The section about Cayley graphs from the [second post](../2) will also be useful.

To summarize from the first post, a swap diagram is a graph where each vertex represents
  a list index and each edge represents the permutation which swaps the two entries.
I singled out three graph families for their symmetry:

- Paths, which link adjacent swaps
- Stars, in which all swaps contain a distinguished index
- Complete graphs, which contain all possible swaps

Swap diagrams are ultimately limited by only being able to describe collections of 2-cycles.
If we wanted to include higher-order elements, we'd require a weaker
  mathematical structure called a [hypergraph](https://en.wikipedia.org/wiki/Hypergraph).
These are even more difficult to draw than simple graphs, much less understand.

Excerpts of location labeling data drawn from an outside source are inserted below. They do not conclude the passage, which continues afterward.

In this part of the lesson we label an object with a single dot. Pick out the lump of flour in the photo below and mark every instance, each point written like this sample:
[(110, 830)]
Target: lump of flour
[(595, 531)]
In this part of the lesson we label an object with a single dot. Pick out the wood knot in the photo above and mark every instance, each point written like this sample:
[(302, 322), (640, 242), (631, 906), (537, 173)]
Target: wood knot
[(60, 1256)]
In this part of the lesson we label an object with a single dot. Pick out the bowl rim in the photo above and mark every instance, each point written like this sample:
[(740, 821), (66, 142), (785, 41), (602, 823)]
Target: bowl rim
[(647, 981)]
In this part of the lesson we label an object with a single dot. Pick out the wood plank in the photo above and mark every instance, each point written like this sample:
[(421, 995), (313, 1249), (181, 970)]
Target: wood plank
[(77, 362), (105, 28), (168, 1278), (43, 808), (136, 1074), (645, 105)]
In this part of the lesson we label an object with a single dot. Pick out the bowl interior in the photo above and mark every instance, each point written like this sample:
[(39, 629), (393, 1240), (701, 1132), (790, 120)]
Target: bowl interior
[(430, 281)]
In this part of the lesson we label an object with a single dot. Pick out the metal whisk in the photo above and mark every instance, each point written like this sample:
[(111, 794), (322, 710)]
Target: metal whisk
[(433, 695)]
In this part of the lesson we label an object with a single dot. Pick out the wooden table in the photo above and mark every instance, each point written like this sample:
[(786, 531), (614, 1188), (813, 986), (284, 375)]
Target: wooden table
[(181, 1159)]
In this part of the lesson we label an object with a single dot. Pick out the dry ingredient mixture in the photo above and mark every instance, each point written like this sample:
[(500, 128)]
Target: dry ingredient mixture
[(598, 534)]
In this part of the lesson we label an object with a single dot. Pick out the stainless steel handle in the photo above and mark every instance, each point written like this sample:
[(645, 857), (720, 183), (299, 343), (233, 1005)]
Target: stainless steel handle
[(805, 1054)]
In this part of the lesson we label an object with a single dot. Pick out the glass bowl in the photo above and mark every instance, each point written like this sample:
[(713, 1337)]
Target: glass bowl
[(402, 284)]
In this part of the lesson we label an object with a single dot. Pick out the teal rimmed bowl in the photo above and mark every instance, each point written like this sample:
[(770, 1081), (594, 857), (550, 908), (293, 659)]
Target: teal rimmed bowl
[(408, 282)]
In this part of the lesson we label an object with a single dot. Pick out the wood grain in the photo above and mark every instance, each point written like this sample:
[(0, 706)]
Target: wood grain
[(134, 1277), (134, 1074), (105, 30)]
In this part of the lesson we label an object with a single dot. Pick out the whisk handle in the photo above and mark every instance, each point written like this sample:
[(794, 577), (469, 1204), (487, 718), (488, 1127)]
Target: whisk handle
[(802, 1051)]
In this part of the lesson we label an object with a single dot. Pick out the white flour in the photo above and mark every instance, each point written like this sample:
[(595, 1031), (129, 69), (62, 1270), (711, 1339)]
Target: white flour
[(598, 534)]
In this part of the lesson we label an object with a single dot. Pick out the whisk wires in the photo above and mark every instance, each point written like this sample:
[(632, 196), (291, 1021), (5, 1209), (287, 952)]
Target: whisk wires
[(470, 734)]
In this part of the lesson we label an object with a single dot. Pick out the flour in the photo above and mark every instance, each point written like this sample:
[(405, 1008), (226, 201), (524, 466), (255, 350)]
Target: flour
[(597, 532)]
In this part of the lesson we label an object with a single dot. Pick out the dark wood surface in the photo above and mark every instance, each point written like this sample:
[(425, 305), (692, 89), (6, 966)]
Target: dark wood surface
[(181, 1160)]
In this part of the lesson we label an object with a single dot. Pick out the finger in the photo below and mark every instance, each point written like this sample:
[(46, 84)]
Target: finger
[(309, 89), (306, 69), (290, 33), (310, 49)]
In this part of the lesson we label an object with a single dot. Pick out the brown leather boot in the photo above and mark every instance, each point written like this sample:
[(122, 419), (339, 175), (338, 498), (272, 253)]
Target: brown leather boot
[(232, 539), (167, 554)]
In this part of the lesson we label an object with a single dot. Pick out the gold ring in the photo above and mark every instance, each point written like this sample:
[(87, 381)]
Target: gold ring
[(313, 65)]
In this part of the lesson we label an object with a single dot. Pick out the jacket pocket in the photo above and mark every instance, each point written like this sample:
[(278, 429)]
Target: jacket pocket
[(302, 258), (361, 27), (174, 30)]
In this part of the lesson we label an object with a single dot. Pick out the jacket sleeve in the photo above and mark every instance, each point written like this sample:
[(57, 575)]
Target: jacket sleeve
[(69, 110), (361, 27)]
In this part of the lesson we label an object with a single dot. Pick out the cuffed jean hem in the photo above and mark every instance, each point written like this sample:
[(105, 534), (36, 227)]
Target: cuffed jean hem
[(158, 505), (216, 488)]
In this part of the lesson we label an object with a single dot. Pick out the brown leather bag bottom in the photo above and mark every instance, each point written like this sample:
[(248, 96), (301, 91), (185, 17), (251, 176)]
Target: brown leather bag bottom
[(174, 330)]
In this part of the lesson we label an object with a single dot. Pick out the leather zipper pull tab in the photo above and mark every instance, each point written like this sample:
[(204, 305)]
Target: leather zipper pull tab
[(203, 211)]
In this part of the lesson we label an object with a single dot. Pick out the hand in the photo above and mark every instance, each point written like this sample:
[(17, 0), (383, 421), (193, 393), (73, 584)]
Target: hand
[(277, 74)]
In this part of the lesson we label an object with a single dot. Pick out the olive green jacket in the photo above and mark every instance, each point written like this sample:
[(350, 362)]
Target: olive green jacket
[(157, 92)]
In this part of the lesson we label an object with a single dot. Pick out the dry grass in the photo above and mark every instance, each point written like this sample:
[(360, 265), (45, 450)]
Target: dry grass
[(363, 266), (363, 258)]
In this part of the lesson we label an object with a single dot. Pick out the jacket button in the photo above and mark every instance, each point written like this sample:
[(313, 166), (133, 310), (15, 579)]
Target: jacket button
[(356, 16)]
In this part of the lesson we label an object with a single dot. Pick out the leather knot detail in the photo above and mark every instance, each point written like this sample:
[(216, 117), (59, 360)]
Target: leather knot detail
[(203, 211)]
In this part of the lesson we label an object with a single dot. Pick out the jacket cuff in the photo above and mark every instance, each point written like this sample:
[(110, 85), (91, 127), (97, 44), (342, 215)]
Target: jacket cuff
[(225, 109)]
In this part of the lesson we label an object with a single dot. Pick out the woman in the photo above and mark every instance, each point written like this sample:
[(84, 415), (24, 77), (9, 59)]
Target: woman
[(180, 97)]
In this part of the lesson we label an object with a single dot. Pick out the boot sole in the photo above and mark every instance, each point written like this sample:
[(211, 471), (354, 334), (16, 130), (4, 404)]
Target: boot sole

Another way we are limited is in the kinds of groups which can be encoded.
One can rather quickly notice that swap diagrams will only generate symmetric groups
  and direct products thereof.
Also, while edges are members of a generating set, the vertices contain information
  which is ultimately irrelevant to the group.


Upgrading Diagrams
------------------

What if we forgot the roles of the vertices, allowed the edges to take their place?
In other words, we want to make a graph where the vertices represent generators,
  rather than the edges.

Ideally, we'd still like to preserve some information about coincident edges.
Graph-theoretically, we can elevate the role of the edges to that of the vertices
  by making a [line graph](https://en.wikipedia.org/wiki/Line_graph).
This operation produces a graph such that

- Every edge in the original graph becomes a vertex in the new graph
- Coincident edges in the new graph are connected by an edge in the new graph
    - In other words, we convert adjacent edges to adjacent vertices.

![
  While line graphs of paths simply shrink,
    $\bigstar_5$ shrinks to $K_4$ before expanding to $K_{2,2,2}$
](./line_graphs.png)

The line graph of a swap diagram results in a graph where the vertices are the 2-cycles.
In a swap diagram, when two distinct 2-cycles share an index (vertex), their product has order 3.
Thus, in the line graph, the edges mean that the product of the two vertices has order 3.
Non-adjacent vertices still have a product with order 2, since they represent disjoint 2-cycles.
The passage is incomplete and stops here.